Resulta que algunos de los que más se han movilizado en estos días en contra de la postverdad trumposa son aquellos que hasta ayer más empeño ponían en dar por finiquitada la vieja noción de verdad
ANTONIO DIÉGUEZ. CATEDRÁTICO DE LÓGICA Y FILOSOFÍA DE LA CIENCIA EN LA UMA
Lunes, 17 de abril 2017, 07:55
La concepción más difundida de la verdad, según creo, es la que les suelo presentar a mis alumnos como la semántica del culebrón venezolano: «Tú tienes tu verdad, yo tengo mi verdad, él tiene su verdad, etc.». O lo que es igual, «tú tienes tus hechos y los interpretas como quieres, y yo tengo mis hechos alternativos y los interpreto como quiero, y vete a saber los hechos que tiene él y cómo le place interpretarlos». En esto Trump y sus opulentos adláteres no han inventado nada.
El avezado Lenin, en Materialismo y empirocriticismo, un libro que ya ningún leninista lee (y yo tampoco pondría mucho empeño en recomendarlo), se enfrenta, entre otras corrientes filosóficas, a este tipo de relativismo, al que ya entonces ve como una de las causa principales de confusión en las mentes del proletariado, cuya misión histórica esa molicie intelectual era capaz de desactivar con más eficacia que un buen sofá con mesa camilla.
Allí subraya una distinción que resulta inaccesible hoy al ponente medio en la escuela de verano de cualquier partido político: «He aquí -escribe- dos cuestiones evidentemente confundidas: 1) ¿Existe la verdad objetiva, es decir, puede haber en las representaciones mentales del hombre un contenido que no dependa del sujeto, que no dependa ni del hombre ni de la humanidad? 2) Si es así, las representaciones humanas que expresan la verdad objetiva ¿pueden expresarla de una vez, por entero, incondicionalmente, absolutamente o sólo de un modo aproximado, relativo?». O sea, que una cosa es que exista la verdad y otra que podamos estar seguros de haberla alcanzado alguna vez de forma completa y absoluta. Las dificultades que pueda haber para lo segundo no son razones para negar lo primero. Y por si algún proletario incauto no hubiera captado la intención, Lenin aclara: «Desde el punto de vista del materialismo moderno, es decir, del marxismo, son históricamente condicionales los límites de la aproximación de nuestros conocimientos a la verdad objetiva, absoluta, pero la existencia de esta verdad, así como el hecho de que nos aproximamos a ella no obedece a condiciones». Unas cien páginas después lo dice ya como si estuviera en la asamblea de un sóviet: «El materialismo consiste precisamente en admitir que la teoría es un calco, una copia aproximada de la realidad objetiva».

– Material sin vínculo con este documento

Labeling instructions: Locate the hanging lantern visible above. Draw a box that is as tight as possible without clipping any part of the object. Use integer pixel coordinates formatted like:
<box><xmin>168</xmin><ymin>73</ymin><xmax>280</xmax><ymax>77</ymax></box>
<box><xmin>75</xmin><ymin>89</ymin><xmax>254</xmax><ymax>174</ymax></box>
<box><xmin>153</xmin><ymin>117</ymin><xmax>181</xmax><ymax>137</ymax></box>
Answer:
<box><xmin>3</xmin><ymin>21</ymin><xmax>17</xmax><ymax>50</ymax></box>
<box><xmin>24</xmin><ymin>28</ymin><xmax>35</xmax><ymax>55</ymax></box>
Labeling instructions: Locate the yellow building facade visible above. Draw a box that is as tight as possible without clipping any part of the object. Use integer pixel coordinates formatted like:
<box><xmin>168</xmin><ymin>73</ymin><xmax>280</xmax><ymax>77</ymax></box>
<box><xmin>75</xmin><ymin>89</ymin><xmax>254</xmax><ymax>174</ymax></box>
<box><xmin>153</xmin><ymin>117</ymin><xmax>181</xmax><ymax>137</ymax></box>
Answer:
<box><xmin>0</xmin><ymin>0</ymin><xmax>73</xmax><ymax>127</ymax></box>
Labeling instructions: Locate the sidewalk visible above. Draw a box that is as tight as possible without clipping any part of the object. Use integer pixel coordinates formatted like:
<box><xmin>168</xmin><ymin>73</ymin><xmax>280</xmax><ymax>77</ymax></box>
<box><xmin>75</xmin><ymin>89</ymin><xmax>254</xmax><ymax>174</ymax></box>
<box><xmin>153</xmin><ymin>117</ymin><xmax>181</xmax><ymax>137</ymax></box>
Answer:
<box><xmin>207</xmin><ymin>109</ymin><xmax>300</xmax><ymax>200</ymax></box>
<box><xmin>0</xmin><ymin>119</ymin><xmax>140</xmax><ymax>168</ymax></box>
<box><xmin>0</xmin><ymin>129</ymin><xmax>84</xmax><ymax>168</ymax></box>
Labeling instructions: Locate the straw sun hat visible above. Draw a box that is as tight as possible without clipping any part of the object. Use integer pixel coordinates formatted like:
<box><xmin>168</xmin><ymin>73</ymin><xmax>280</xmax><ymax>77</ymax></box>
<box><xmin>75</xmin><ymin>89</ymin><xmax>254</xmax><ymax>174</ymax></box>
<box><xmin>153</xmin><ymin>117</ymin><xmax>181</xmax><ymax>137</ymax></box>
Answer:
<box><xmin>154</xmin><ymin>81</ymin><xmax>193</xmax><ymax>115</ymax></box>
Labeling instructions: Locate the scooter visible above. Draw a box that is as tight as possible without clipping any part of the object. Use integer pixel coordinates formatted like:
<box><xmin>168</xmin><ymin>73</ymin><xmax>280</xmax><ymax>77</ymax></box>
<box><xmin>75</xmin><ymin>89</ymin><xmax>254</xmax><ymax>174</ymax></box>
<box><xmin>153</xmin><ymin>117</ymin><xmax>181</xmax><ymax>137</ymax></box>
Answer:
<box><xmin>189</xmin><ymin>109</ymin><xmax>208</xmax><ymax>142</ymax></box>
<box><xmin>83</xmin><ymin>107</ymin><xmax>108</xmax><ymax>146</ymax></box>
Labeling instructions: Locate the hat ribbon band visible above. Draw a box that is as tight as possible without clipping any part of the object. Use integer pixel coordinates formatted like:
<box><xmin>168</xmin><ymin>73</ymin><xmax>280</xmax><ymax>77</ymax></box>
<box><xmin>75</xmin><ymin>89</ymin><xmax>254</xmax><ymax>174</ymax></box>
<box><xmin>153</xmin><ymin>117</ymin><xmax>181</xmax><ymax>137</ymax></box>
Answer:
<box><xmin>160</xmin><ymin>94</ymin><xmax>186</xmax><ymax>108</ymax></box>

Así que, nos pongamos como nos pongamos, Lenin era un realista que creía que podíamos alcanzar verdades, aunque aproximadas, pero cada vez más ajustadas a la realidad, y que solo esta noción de la verdad podía ser un instrumento para la liberación de los explotados por el capitalismo. Éste, por cierto, es el mismo motivo que llevó al físico Alan Sokal a levantar a mediados de los noventa la polvareda intelectual que tanto enfadó a los postmodernistas del mundo entero (véase en Wikipedia Escándalo Sokal).
Por lo que se sabe, Donald Trump no se ha dejado influir mucho por las tesis leninistas. No es extraño, pues, que tenga sus verdades y hechos alternativos y que esté dispuesto a convencernos de ellos, aunque para hacerlo se tenga que llevar por delante a la prensa, que es enemiga del pueblo, porque tiene sus verdades, que no son las del pueblo, ya que las verdades del pueblo son las verdades de Trump, y no hay más que hablar.

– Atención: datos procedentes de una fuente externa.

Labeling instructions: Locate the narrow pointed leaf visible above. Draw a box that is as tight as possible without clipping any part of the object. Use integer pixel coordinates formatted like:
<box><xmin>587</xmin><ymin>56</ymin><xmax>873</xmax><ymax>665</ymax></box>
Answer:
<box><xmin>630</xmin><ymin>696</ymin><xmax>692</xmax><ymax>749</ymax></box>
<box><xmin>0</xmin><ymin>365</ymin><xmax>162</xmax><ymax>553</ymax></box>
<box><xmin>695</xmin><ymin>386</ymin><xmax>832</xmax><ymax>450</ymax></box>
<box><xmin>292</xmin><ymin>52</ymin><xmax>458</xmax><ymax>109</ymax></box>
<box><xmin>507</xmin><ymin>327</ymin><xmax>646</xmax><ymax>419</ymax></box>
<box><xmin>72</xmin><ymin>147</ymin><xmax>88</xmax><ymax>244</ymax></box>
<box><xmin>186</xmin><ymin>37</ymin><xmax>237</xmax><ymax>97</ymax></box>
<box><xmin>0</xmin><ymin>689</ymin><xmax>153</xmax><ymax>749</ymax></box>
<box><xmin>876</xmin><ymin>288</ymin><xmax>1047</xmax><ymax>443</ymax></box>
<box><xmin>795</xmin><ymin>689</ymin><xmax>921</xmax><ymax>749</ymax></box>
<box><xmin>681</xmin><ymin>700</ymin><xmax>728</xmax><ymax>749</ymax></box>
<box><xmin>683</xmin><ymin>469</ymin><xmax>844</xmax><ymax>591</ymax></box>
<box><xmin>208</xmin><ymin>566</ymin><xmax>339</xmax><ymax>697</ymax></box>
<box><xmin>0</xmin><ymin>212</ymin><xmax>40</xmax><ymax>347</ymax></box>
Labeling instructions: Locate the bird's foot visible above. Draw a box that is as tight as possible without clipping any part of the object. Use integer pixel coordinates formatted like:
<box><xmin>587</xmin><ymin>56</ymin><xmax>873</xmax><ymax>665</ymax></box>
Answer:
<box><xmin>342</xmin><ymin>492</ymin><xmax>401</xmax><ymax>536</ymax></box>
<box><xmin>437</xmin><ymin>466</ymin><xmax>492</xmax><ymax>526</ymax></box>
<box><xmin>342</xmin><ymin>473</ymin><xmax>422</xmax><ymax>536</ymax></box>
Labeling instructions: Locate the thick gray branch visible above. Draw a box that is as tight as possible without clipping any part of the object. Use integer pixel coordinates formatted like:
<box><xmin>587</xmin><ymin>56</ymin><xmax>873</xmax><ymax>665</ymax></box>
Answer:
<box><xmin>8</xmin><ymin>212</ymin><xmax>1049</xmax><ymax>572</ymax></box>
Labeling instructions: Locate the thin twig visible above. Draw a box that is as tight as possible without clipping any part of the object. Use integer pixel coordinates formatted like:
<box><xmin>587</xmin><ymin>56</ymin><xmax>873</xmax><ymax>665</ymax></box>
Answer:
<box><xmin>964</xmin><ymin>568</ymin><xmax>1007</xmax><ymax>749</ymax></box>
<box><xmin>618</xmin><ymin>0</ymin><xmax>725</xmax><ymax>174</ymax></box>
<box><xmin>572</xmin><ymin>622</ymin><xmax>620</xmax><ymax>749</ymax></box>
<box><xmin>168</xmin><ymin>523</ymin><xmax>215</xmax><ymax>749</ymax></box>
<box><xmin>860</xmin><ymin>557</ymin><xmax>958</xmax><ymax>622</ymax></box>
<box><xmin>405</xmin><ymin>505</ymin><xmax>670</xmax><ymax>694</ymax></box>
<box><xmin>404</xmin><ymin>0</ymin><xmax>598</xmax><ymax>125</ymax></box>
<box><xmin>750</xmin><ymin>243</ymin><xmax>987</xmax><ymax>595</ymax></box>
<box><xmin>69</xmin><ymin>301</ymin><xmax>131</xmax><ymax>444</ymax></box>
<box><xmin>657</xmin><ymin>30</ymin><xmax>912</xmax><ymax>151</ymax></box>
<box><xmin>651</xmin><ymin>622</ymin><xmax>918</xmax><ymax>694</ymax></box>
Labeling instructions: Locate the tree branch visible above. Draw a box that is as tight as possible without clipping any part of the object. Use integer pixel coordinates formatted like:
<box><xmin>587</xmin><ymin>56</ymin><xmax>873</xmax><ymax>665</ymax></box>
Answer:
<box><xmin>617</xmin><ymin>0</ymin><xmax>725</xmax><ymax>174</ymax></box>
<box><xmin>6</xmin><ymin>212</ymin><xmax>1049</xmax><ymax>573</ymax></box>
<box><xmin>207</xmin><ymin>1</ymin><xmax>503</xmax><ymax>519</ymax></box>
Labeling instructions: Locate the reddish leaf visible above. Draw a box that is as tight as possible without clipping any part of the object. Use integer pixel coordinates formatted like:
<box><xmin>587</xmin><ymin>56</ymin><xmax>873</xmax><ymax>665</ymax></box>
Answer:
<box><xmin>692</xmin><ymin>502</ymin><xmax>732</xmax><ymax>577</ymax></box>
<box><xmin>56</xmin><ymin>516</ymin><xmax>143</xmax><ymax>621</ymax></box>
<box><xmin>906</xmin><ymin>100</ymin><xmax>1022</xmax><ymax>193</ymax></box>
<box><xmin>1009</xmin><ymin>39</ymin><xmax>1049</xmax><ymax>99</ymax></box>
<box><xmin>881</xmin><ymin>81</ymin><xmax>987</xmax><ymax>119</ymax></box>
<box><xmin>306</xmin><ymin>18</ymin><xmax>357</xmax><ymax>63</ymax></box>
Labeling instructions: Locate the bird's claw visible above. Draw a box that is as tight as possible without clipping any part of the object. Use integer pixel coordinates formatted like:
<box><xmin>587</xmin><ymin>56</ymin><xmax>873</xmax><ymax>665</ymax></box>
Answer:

Para hacer la cosa más divertida, resulta que algunos de los que más se han movilizado en estos días en contra de la postverdad trumposa son aquellos que hasta ayer más empeño ponían en dar por finiquitada la vieja noción de verdad. Aristóteles, un gran genio cuyo Liceo no habría estado entre las cien mejores universidades del ranking de Shanghái, caracterizó la verdad de un modo muy sensato. En palabras llanas, lo que sostuvo fue que la verdad consiste en decir las cosas tal como son, y que la falsedad es decir las cosas como no son. Hay libros enteros que explican cómo la tradición filosófica fue demoliendo sistemáticamente esta noción de verdad hasta convertirla en una solo de las posibles alternativas, con cierto arraigo aún en el ámbito anglosajón, pero decididamente abandonada en la llamada filosofía continental (aunque haya quien, dentro de ese ámbito, quiera recuperarla). Su crítica ha dominado el panorama intelectual desde el siglo XIX.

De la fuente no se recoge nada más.